A Different Calling
When it comes to nonprofit organizations, Susan Sherard, who took the helm of the Moore County Literacy Council this fall, has been around.
"I always like learning new things," she says.
Sherard has done stints with Planned Parenthood and an organization to help the physically and mentally disadvantaged. She has been on the boards of a county library, a group home, a crisis ministry and a food bank.
Sherard also has been an ordained Episcopal priest for 21 years. She founded and led a parish nestled in the mountains of Madison County. She helped start a hospice there, and was instrumental in bringing Habitat for Humanity into the region.
Until she accepted the job as executive director of the Literacy Council, Sherard was working as a church consultant, helping organize retreats. While the job was fulfilling, its travel demands began to wear her out.
"When this job came open," she says, "the attraction was to be able to work where I live, to have the opportunity to make a difference in my own community."
Sherard admits that she "knew nothing about literacy" before she started her new job -- but that really doesn't seem to have slowed her down.
"This is allowing me to meet a whole new need in the world," she says.
Her goal is expansion. The council -- which will celebrate its 20th anniversary this January -- serves more than 100 students, mostly adults, with one-on-one tutoring sessions and other programs. Sherard and her board are looking to increase the number of students they serve and to expand into other parts of Moore County, including places like Robbins, Westmoore and Taylortown.
Sherard let the board know before she took the director position that she wanted to be part of a dynamic organization.
"I told them, 'If this is a maintenance job, I'm not the person for it,'" she says.
In Moore County, about 22 percent of the adults operate below a proficient literacy level.
"Maybe they would be able to sign a check or application, but they wouldn't be able to fill out the application," Sherard says. "They might get to the doctor, but they may not be able to fill out the form. That's just startling to me. You don't know that every day you're next to people that really cannot read or write well enough to do the things you need to do during the day."
Because free education is readily available only to children, those adults who struggle in reading and writing may have a hard time finding help.
"When you get to be 18 or 19 or older and not able to read or write," Sherard says, "there aren't easy opportunities for you to be able to make up the difference. And that's why places like the Literacy Council exist."
The council, like most nonprofits, sometimes has shortages of two things: funds and volunteers. It needs as many as 25 new volunteers to meet their growing student base.
"It's a labor of love," Sherard says, "because it's also hard to find money for."
Petite and energetic, Sherard says her new 9-to-5 schedule has taken some getting used to -- she's finding less time for her early-morning walks and tending to her garden.

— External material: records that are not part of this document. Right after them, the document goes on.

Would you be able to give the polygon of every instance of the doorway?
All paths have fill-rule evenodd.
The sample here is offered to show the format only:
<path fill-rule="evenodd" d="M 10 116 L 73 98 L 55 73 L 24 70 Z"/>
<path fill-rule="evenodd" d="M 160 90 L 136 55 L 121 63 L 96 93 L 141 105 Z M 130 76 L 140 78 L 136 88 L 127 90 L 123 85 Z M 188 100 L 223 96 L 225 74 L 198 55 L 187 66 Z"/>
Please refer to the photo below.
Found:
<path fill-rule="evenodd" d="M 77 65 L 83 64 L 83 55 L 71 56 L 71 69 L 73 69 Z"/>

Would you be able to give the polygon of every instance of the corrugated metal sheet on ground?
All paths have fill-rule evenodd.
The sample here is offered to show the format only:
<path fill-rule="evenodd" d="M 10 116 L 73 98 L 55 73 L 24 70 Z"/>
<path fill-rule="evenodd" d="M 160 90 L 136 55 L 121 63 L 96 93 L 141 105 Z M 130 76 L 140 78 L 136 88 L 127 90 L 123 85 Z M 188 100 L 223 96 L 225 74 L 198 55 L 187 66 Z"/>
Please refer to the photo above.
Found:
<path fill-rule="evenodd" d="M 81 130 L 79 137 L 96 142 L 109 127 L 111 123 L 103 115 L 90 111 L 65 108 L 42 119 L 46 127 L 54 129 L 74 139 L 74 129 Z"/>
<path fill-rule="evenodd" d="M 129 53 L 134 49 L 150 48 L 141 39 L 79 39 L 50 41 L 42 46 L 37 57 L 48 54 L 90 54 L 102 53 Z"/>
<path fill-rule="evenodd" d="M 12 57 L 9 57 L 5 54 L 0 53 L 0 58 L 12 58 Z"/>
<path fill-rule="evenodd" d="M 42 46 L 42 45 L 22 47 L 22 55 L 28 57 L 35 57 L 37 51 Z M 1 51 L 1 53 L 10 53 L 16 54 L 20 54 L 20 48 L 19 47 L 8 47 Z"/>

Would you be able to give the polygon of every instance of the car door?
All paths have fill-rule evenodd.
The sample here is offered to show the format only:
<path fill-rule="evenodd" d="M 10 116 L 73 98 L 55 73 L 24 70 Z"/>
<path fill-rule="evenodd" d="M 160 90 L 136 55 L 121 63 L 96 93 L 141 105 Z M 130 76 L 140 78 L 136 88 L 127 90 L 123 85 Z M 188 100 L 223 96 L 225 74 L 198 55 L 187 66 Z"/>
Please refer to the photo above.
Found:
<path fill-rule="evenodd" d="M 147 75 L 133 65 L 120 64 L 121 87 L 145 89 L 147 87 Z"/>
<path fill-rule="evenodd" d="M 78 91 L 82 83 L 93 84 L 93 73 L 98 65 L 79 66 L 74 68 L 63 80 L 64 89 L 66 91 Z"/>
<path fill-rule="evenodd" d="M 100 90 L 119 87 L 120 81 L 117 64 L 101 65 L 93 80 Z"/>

"It just really was a shock to my system," she says. "I'm having to adjust my life rhythm around this. This is the first time in 20 years that I haven't been working in a church."
Although she is transitioning from the pulpit to the desk, Sherard says she doesn't see her position with the council as a religious platform.
"I have immense respect for the (views) of all people," she says.
Started as Volunteer
When she started her church in Madison County, she wanted to provide an alternative to what she calls the more fundamentalist types who "only served their own flocks." Theologically, she says, "there was no place for people who had questions."
Still, Sherard says her biggest motivation is the biblical commandment to "love your neighbor as you love yourself."
"I grew up in Mississippi in the '50s and '60s during the civil rights movement," she says. "There was an awareness of a public response."
Sherard moved to Moore County in 2000 after marrying Tom Paneck, a residential designer who owns Dream Home Designs. She found out about the Literacy Council last winter through its annual spelling bee, and she originally wanted to serve as a volunteer tutor.
"But then I learned they needed an executive director," she says. "So I wound up with a job and a student at the same time. That was really my introduction."
Now, two months into her job, Sherard is busy organizing files, pursuing grant opportunities and researching literacy issues. She says she never hesitated to ask for help in her first few weeks.
"I made lists of questions," she says, "I always had long lists."
'Falling Into Place'
Sherard's work has impressed her colleagues. Katherine Stevenson, president of the council's 12-member board, says Sherard's considerable administrative skills have been a huge resource for the council.
"This is a woman," she says, "that the more you get to know her, it's just better and better."
Sherard, Stevenson says, has a unique ability to help others see their strengths and unite them to a common goal.
"It has just been wonderful," she says, "to think through with her where we are and where we really would like to go."
Pam Giambelluca, the council's program director, says Sherard has been decisive and organized from the get-go.
"She can take something and really move with it," Giambelluca says. "Everything seems to be falling into place."
Sherard still works weekends as a consultant to churches and sometimes acts as a "supply priest" for parishes with absentee leaders. She still considers the priesthood a vocation but says her work with the Literacy Council holds a special calling, too.
"One day I would like to be a parish priest again," she says. "But this was as much a calling for me as my call to be a priest. It was as compelling."